Abstract

Background and objectivesSingle-cell RNA sequencing (scRNA-seq) provides a powerful tool for exploring cellular heterogeneity, discovering novel or rare cell types, distinguishing between tissue-specific cellular composition, and understanding cell differentiation during development. However, due to technological limitations, dropout events in scRNA-seq can mistakenly convert some entries in the real data to zero. This is equivalent to introducing noise into the data of cell gene expression entries. The data is contaminated, which affects the performance of downstream analyses, including clustering, cell annotation, differential gene expression analysis, and so on.
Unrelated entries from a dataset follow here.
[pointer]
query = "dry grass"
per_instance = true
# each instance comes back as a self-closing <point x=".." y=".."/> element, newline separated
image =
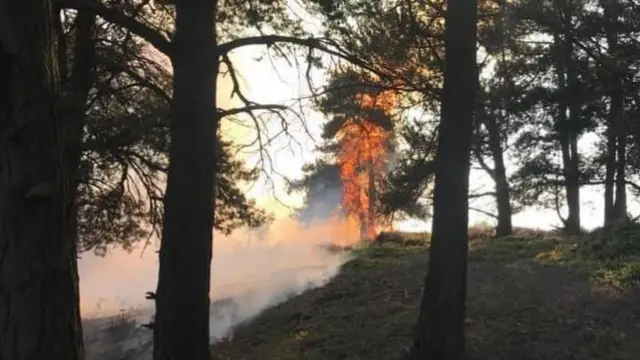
<point x="525" y="301"/>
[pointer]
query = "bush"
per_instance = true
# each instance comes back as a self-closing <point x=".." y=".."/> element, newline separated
<point x="620" y="240"/>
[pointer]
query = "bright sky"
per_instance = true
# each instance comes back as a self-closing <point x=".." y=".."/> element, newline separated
<point x="276" y="81"/>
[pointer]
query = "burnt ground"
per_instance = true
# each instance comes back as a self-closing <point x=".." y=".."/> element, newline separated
<point x="518" y="308"/>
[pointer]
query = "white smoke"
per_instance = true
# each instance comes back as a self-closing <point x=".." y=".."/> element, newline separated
<point x="249" y="275"/>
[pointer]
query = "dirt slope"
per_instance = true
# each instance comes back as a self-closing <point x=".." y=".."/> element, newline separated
<point x="518" y="308"/>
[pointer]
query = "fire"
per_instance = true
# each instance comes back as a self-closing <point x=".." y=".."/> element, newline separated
<point x="363" y="157"/>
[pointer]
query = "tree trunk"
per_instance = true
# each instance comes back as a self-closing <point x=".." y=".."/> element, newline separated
<point x="620" y="205"/>
<point x="182" y="298"/>
<point x="503" y="196"/>
<point x="610" y="171"/>
<point x="615" y="202"/>
<point x="567" y="83"/>
<point x="39" y="304"/>
<point x="440" y="328"/>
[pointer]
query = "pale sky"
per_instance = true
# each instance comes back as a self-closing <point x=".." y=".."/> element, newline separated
<point x="282" y="83"/>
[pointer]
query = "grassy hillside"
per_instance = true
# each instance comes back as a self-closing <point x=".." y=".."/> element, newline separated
<point x="531" y="296"/>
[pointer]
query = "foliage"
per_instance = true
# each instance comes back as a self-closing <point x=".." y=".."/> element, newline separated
<point x="125" y="147"/>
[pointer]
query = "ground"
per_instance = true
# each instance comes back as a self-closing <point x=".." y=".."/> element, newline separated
<point x="528" y="299"/>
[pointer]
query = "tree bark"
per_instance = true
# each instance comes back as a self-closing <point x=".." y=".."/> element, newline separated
<point x="440" y="328"/>
<point x="620" y="205"/>
<point x="181" y="329"/>
<point x="615" y="176"/>
<point x="503" y="196"/>
<point x="610" y="171"/>
<point x="39" y="304"/>
<point x="568" y="112"/>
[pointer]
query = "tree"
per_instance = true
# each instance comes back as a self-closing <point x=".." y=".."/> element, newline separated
<point x="38" y="271"/>
<point x="203" y="35"/>
<point x="440" y="329"/>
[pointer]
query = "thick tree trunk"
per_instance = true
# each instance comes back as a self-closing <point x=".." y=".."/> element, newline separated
<point x="39" y="305"/>
<point x="503" y="196"/>
<point x="440" y="328"/>
<point x="182" y="297"/>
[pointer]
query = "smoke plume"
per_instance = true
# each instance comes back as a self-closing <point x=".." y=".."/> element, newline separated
<point x="251" y="271"/>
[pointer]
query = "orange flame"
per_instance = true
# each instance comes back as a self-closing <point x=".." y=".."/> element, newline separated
<point x="362" y="158"/>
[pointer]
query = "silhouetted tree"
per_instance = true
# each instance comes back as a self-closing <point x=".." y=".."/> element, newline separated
<point x="39" y="304"/>
<point x="440" y="329"/>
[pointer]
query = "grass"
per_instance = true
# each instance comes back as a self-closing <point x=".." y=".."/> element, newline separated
<point x="530" y="296"/>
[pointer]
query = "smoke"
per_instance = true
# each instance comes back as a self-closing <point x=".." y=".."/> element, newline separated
<point x="251" y="271"/>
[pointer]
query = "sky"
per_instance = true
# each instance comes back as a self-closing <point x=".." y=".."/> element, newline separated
<point x="126" y="277"/>
<point x="282" y="83"/>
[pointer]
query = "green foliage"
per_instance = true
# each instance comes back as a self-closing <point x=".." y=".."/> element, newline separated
<point x="126" y="143"/>
<point x="619" y="240"/>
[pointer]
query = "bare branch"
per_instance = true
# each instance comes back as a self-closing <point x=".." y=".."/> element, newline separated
<point x="117" y="17"/>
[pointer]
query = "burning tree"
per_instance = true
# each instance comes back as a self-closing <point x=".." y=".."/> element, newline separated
<point x="359" y="146"/>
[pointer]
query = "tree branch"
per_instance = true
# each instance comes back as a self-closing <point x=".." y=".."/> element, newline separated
<point x="314" y="43"/>
<point x="117" y="17"/>
<point x="250" y="108"/>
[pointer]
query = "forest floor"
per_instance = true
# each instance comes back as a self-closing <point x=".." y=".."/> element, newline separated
<point x="530" y="296"/>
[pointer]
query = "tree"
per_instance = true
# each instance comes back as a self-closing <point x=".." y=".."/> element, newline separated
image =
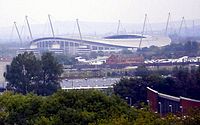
<point x="29" y="74"/>
<point x="22" y="74"/>
<point x="50" y="75"/>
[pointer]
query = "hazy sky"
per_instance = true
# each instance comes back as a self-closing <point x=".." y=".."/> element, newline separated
<point x="97" y="10"/>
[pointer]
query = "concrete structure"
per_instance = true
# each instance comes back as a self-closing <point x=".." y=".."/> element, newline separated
<point x="163" y="103"/>
<point x="124" y="59"/>
<point x="108" y="44"/>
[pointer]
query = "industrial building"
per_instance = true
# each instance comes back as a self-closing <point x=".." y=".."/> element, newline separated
<point x="163" y="103"/>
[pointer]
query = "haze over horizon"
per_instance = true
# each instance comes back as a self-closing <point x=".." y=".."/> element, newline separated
<point x="128" y="11"/>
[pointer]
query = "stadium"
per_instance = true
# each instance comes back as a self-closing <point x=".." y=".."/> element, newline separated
<point x="109" y="44"/>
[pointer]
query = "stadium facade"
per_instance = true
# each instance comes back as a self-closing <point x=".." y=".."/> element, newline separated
<point x="109" y="44"/>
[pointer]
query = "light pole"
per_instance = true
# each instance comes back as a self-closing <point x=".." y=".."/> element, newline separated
<point x="148" y="102"/>
<point x="170" y="106"/>
<point x="24" y="73"/>
<point x="160" y="106"/>
<point x="181" y="108"/>
<point x="130" y="100"/>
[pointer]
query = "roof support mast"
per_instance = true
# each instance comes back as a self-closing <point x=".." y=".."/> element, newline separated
<point x="49" y="16"/>
<point x="18" y="33"/>
<point x="118" y="27"/>
<point x="79" y="30"/>
<point x="143" y="30"/>
<point x="167" y="24"/>
<point x="29" y="28"/>
<point x="181" y="25"/>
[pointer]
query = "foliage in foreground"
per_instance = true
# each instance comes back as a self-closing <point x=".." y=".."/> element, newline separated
<point x="80" y="108"/>
<point x="27" y="74"/>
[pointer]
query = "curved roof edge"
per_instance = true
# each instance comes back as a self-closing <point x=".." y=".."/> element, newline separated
<point x="78" y="40"/>
<point x="172" y="97"/>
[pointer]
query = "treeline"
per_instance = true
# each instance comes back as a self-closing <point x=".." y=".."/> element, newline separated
<point x="29" y="73"/>
<point x="182" y="82"/>
<point x="80" y="108"/>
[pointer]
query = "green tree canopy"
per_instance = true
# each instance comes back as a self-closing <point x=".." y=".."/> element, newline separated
<point x="29" y="74"/>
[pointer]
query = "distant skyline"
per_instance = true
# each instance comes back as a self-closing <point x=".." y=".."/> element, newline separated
<point x="128" y="11"/>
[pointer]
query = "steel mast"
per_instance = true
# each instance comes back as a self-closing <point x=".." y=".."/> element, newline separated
<point x="29" y="28"/>
<point x="18" y="33"/>
<point x="181" y="25"/>
<point x="166" y="29"/>
<point x="118" y="27"/>
<point x="49" y="16"/>
<point x="79" y="30"/>
<point x="143" y="30"/>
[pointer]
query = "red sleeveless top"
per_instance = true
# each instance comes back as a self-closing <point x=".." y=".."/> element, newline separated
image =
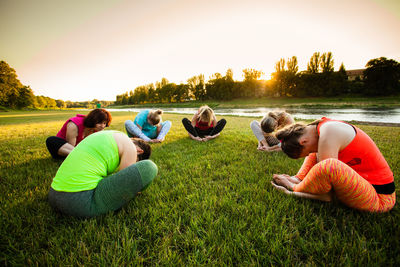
<point x="363" y="156"/>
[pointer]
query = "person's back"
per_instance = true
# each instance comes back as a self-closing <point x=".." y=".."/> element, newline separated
<point x="94" y="158"/>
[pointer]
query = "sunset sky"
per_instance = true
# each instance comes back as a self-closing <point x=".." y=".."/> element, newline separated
<point x="85" y="49"/>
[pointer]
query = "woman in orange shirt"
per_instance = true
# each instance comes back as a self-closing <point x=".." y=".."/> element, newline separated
<point x="340" y="160"/>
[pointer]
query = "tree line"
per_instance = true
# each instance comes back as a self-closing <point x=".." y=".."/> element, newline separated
<point x="381" y="77"/>
<point x="15" y="95"/>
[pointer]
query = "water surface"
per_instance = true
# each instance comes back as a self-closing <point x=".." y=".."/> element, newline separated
<point x="389" y="115"/>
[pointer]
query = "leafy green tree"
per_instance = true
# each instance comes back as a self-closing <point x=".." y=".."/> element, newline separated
<point x="61" y="103"/>
<point x="327" y="62"/>
<point x="197" y="87"/>
<point x="382" y="77"/>
<point x="26" y="97"/>
<point x="314" y="63"/>
<point x="9" y="86"/>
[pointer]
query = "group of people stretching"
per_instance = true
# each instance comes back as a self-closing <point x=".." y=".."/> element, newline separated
<point x="103" y="170"/>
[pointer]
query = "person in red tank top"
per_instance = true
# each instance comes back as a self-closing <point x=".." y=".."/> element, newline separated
<point x="204" y="125"/>
<point x="75" y="129"/>
<point x="340" y="160"/>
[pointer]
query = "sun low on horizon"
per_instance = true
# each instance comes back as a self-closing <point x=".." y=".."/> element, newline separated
<point x="84" y="50"/>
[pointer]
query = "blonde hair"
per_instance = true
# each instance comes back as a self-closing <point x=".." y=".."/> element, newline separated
<point x="272" y="121"/>
<point x="206" y="114"/>
<point x="155" y="116"/>
<point x="289" y="137"/>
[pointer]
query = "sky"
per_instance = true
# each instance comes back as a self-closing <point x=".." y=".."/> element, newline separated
<point x="81" y="50"/>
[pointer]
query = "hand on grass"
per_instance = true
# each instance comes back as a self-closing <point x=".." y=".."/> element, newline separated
<point x="283" y="180"/>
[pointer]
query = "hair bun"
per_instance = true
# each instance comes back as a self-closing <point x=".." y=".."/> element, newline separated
<point x="283" y="134"/>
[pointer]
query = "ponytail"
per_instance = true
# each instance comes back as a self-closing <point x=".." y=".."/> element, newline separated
<point x="155" y="116"/>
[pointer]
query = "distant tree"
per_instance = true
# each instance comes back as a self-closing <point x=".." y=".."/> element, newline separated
<point x="61" y="103"/>
<point x="292" y="65"/>
<point x="181" y="93"/>
<point x="314" y="63"/>
<point x="327" y="62"/>
<point x="197" y="87"/>
<point x="342" y="69"/>
<point x="9" y="86"/>
<point x="151" y="93"/>
<point x="26" y="97"/>
<point x="252" y="74"/>
<point x="382" y="77"/>
<point x="221" y="87"/>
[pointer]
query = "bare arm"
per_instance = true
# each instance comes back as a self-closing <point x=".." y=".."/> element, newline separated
<point x="72" y="133"/>
<point x="126" y="150"/>
<point x="324" y="197"/>
<point x="195" y="118"/>
<point x="140" y="127"/>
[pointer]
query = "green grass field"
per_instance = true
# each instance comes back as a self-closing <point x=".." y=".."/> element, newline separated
<point x="211" y="204"/>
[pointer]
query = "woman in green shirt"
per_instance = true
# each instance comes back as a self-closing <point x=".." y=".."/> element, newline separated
<point x="101" y="174"/>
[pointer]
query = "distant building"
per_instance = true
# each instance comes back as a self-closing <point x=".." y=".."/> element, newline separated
<point x="353" y="74"/>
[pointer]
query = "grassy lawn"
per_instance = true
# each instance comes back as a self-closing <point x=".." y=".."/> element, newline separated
<point x="211" y="204"/>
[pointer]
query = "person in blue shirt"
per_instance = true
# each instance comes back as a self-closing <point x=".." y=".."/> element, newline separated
<point x="148" y="126"/>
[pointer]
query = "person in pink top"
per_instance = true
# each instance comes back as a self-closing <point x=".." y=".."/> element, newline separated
<point x="75" y="129"/>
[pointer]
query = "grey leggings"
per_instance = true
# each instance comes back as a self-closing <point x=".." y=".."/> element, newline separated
<point x="111" y="193"/>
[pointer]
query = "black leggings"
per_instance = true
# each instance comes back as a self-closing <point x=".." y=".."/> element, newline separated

Therefore, it is a crucial work to accurately determine which zeros are due to dropout events and perform imputation operations on them. MethodsConsidering the different confidence levels of different zeros in the gene expression matrix, this paper proposes a SinCWIm method for dropout events in scRNA-seq based on weighted alternating least squares (WALS). The method utilizes Pearson correlation coefficient and hierarchical clustering to quantify the confidence of zero entries. It is then combined with WALS for matrix decomposition. And the imputation result is made close to the actual number by outlier removal and data correction operations. ResultsA total of eight single-cell sequencing datasets were used for comparative experiments to demonstrate the overall superiority of SinCWIm over state-of-the-art models. SinCWIm was applied to cluster the data to obtain an adjusted RAND index evaluation, and the Usoskin, Pollen and Bladder datasets scored 94.46%, 96.48% and 76.74%, respectively. In addition, significant improvements were made in the retention of differential expression genes and visualization. ConclusionsSinCWIm provides a valuable imputation method for handling dropout events in single-cell sequencing data. In comparison to advanced methods, SinCWIm demonstrates excellent performance in clustering, visualization and other aspects. It is applicable to various single-cell sequencing datasets.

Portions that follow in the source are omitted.